Friends, family and co-workers of Lt. Ashley Nicole Berry, who was killed in a Thanksgiving Day shooting while shielding her 5-year-old son from the gunfire, shared memories of her dedication and determination at a vigil on Thursday.
“What she couldn’t do today, she did it tomorrow,” said Ryan Kopacsi, who was in the same recruit class as the 33-year-old mother of three. “And if she couldn’t do it tomorrow, she did it until she could. ... Everybody in our recruit class knew she was the best of us.”
Kopacsi was one of a handful of Berry’s colleagues who spoke at the vigil held at Huguenot High School. Many of them said they admired her aspiration and work ethic.
Fire Chief Melvin Carter said the department not only lost a great firefighter that day, but a “piece of my heart.” Berry had served with the fire department since 2011.
“We can only hope that some day that her son, little Carlos, will pick up where mom left off and become a Richmond city firefighter,” Carter said. “That’ll be a great day.”
Carter called the shooting that shortened her life “a careless, evil act.”
“Words cannot capture the anguish, the hurt and pain this fire department feels right now. Trying to come to grips with the senseless, senseless nature of Ashley’s untimely death is absolutely overwhelming. Ashley was the sweetest person you could ever meet,” he continued. “That this can happen to her, it can, and will, happen to anyone. It’s up to us, as a community, to stand up and do something about it.”
Berry was celebrating Thanksgiving at the home of her boyfriend’s family in Hopewell, and was preparing to leave around 11:39 p.m. when she was struck by a stray bullet. The gunman outside was firing at an adjacent residence in the 1000 block of Sunnyside Avenue, Hopewell police said.
Medical treatment was rendered at the scene, and Berry was taken to John Randolph Medical Center in Hopewell, and then for further treatment at VCU Medical Center, where she later died.

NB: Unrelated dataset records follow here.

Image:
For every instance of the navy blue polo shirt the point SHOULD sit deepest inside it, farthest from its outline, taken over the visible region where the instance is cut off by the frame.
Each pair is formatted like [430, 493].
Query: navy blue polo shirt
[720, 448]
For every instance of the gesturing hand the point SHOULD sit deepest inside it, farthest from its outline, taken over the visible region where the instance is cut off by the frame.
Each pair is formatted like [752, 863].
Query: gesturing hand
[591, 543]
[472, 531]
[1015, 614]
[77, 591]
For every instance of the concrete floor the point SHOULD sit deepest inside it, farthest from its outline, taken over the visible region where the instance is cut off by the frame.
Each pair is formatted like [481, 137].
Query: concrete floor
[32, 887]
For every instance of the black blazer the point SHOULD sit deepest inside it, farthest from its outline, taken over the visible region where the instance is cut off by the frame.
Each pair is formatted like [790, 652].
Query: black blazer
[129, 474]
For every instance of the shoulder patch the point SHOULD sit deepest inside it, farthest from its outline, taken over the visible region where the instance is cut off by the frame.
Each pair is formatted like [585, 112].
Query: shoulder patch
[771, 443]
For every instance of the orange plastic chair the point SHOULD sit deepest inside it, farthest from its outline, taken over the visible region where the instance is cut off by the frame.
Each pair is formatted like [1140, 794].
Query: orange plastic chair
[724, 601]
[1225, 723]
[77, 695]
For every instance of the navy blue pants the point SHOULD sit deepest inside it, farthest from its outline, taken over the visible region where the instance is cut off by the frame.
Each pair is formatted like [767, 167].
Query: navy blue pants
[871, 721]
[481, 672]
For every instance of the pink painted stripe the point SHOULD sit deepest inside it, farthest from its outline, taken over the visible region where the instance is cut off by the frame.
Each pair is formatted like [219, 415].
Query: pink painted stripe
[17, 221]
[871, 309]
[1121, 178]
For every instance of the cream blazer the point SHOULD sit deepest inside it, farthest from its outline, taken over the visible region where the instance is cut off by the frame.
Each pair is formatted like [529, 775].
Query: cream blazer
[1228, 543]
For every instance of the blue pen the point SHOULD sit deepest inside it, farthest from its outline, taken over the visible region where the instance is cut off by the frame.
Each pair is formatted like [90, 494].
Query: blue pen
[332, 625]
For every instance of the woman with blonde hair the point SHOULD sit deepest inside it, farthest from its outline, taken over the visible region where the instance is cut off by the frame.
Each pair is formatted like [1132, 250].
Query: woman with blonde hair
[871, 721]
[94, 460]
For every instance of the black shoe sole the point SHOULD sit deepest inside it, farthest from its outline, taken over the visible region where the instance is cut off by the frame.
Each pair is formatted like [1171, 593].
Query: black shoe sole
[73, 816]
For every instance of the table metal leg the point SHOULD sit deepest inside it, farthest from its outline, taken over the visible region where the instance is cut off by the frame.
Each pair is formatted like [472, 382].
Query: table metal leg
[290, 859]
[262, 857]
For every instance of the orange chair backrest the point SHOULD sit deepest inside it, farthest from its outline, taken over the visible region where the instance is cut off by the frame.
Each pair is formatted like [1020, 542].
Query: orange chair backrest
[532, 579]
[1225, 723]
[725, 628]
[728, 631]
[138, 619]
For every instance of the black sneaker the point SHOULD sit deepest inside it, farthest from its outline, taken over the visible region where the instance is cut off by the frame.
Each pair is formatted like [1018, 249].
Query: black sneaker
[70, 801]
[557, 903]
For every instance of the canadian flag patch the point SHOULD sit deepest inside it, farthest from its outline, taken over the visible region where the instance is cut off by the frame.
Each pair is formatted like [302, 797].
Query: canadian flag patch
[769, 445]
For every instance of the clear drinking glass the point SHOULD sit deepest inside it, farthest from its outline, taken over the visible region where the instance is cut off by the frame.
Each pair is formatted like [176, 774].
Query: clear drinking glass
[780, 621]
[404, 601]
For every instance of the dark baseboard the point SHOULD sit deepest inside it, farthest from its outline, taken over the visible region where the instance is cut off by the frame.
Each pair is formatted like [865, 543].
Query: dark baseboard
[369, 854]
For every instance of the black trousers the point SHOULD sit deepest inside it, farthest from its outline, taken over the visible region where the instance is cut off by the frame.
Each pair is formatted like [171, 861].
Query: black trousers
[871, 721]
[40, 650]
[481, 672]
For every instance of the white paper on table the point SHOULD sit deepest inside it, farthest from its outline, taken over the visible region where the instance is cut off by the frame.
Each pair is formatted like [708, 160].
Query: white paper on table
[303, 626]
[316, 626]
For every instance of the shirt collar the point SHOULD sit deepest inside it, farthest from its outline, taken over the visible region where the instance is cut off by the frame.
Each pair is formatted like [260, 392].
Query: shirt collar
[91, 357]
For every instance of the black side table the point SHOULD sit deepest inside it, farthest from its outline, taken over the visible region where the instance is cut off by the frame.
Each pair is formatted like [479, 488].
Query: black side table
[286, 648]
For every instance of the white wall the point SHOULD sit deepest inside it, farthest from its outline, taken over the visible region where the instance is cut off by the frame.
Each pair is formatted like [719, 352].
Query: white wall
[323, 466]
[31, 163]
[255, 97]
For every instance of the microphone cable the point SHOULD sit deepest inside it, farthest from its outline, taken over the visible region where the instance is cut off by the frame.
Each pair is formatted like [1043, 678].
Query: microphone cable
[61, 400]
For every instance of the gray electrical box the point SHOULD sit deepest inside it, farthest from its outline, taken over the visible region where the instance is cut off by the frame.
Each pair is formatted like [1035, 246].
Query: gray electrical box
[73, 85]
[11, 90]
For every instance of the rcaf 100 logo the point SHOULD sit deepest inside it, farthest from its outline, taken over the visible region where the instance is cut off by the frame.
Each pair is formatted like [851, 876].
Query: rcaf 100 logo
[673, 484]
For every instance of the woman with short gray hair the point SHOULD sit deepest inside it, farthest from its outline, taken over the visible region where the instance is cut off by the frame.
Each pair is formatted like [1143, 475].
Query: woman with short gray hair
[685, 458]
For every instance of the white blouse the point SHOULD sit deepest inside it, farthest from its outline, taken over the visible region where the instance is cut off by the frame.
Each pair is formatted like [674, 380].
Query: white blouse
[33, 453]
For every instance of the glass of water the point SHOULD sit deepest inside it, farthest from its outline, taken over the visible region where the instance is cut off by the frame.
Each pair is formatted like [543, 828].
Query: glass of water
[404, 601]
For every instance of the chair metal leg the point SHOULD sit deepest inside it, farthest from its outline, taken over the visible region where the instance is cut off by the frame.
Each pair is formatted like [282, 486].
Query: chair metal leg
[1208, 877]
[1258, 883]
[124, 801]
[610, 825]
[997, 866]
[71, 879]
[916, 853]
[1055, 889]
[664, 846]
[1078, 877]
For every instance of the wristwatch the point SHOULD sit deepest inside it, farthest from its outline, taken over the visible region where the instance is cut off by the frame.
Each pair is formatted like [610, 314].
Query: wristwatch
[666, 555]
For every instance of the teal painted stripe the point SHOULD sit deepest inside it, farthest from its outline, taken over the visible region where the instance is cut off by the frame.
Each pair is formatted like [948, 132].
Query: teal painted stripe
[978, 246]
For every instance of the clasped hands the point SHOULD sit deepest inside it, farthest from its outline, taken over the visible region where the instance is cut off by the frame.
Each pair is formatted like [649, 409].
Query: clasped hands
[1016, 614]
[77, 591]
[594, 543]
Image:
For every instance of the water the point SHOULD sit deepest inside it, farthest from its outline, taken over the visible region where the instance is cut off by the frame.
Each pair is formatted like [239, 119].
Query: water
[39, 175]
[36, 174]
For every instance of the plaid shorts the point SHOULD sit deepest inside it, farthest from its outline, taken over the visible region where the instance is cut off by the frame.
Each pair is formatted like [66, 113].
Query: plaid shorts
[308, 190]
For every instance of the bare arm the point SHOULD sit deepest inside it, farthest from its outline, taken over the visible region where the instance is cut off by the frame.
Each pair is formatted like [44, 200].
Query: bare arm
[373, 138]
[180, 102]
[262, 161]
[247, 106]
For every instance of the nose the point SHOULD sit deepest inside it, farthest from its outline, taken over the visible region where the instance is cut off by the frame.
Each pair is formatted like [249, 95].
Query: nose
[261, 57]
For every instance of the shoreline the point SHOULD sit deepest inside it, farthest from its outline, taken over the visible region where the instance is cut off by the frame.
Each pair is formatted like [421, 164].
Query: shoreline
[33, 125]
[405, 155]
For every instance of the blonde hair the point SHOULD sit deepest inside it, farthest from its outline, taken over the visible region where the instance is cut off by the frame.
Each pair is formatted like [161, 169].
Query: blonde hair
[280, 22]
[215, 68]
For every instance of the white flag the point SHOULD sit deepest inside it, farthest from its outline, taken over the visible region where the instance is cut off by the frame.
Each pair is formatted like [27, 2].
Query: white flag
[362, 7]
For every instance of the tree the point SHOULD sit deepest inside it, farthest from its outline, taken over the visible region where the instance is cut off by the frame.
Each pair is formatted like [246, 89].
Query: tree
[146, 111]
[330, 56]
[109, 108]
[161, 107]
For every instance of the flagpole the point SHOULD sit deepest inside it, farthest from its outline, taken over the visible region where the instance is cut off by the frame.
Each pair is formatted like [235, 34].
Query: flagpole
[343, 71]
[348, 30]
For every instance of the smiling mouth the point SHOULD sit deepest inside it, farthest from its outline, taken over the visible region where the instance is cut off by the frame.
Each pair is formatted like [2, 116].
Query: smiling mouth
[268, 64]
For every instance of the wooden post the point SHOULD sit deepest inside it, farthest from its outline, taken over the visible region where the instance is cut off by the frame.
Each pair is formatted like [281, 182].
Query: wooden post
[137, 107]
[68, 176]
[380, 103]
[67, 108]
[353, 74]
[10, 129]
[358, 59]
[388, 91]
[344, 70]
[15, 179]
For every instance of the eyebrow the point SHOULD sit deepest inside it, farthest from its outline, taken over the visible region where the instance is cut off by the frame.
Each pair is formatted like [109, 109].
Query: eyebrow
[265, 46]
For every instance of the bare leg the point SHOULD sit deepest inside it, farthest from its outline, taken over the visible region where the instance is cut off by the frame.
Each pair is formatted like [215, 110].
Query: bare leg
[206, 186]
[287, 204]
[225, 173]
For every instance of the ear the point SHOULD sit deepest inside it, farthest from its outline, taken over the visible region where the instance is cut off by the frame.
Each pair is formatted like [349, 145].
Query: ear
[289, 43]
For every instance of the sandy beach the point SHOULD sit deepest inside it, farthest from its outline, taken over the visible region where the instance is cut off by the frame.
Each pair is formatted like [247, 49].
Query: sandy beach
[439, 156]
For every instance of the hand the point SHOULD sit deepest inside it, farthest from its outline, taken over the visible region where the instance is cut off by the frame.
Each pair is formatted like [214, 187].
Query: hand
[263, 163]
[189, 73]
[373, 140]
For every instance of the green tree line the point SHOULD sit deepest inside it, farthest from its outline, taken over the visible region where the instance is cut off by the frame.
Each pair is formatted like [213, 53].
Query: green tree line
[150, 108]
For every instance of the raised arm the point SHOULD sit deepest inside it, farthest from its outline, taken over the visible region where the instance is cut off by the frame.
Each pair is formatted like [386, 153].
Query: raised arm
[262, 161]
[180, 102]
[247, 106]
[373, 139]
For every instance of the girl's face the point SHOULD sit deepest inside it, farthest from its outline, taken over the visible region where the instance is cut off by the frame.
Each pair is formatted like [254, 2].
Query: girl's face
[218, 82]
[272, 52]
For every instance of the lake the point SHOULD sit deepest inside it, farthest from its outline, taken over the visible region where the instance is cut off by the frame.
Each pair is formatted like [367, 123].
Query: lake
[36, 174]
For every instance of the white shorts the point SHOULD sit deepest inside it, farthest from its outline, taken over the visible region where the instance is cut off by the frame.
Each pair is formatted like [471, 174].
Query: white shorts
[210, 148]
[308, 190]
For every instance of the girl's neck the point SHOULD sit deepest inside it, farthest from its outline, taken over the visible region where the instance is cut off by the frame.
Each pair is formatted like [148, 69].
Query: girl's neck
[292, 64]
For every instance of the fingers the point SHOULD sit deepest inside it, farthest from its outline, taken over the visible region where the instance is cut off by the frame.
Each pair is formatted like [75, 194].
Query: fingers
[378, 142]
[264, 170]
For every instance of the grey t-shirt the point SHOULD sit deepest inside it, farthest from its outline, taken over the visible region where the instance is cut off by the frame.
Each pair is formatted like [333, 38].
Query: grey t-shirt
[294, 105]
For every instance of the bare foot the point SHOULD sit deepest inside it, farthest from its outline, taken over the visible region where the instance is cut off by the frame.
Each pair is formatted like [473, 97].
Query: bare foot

“Ashley was not on duty that night, but make no mistake, that is exactly what she was doing,” said Richmond Mayor Levar Stoney at the vigil. “See, she was protecting her child, the way she protected us.
“Ashley was a guardian. She was a protector, running toward danger, not away from it, willing to sacrifice her life to save a life ... Ashley Berry is a hero in my eyes,” he said to applause from the crowd. “Now more than ever, this world needs more heroes. It needs more Ashley Berrys.”
Capt. Earl Dyer, who serves as the city’s fire marshal — the office where Berry had recently transferred — said the department would be retiring her badge number so no other firefighter could wear it.
Hopewell police are investigating the case. Police said a silver or gold SUV was seen leaving the area at a high speed. Hopewell police said it was unclear whether the shooter fired from the vehicle or had stopped and gotten out before opening fire.
On Tuesday, police announced that the federal Bureau of Alcohol, Tobacco, Firearms and Explosives is offering a $5,000 reward for information that leads to the arrest of Berry’s killer. Tipsters can contact the ATF at (888) ATF-TIPS or at email@example.com.
A public viewing will be held Friday at Mimms Funeral Home, 1827 Hull St., from 9 a.m. until 8 p.m. A celebration of life ceremony will begin at noon on Saturday at Second Baptist Church, 3300 Broad Rock Blvd.
In lieu of flowers, the family is requesting all donations be made to the RFD Foundation Memorial account in her honor. Donations will be accepted at either Richmond Fire Police Credit Union locations, 900 Hermitage Road or 200 W. Grace St.